Candice observa son ex récupérer ses clés et s'aventurer dans les escaliers de l'hôtel. Gênée, la blonde le suivait en silence, hésitant à justifier ses propos qu'elle avait lâché sans réfléchir. Finalement, le commissaire se contenta de leur souhaiter une bonne nuit et s'isola dans sa chambre, non sans une once d'amertume. Candice souffla, consciente qu'elle avait à nouveau merdé… Faut dire que la fatigue n'arrangeait en rien la situation et que la commandante mourrait de faim. Heureusement, l'hôtel avait pris le soin de déposer un panier garni dans leurs chambres respectives. De quoi se ressourcer quelque peu après ce voyage éprouvant…

00h.
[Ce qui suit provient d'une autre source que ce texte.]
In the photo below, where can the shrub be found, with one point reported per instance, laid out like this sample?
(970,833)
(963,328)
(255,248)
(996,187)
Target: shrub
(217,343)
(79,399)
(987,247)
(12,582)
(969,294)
Inévitablement, le commissaire ne dormait pas, envahi par l'envie de poursuivre la discussion du matin… Et par mimétisme, la chambre face à lui accueillait elle aussi une insomniaque en proie aux ruminations… Et chaque minute la blonde scrutait son téléphone espérant une invitation à la discussion… Alors même que quelques minutes plus tôt elle annonçait son refus catégorique de partager sa chambre… Une inconstance typique Candicienne… La commandante souffla, se décidant enfin à éteindre sa lampe de chevet lorsqu'un coup résonna contre sa porte. Elle releva brusquement la tête et fixa le rectangle en bois sur la droite. Aurait-il entendu ses appels silencieux… ? Perplexe, elle osa descendre de son lit et réajuster son kimono avant d'ouvrir légèrement la porte.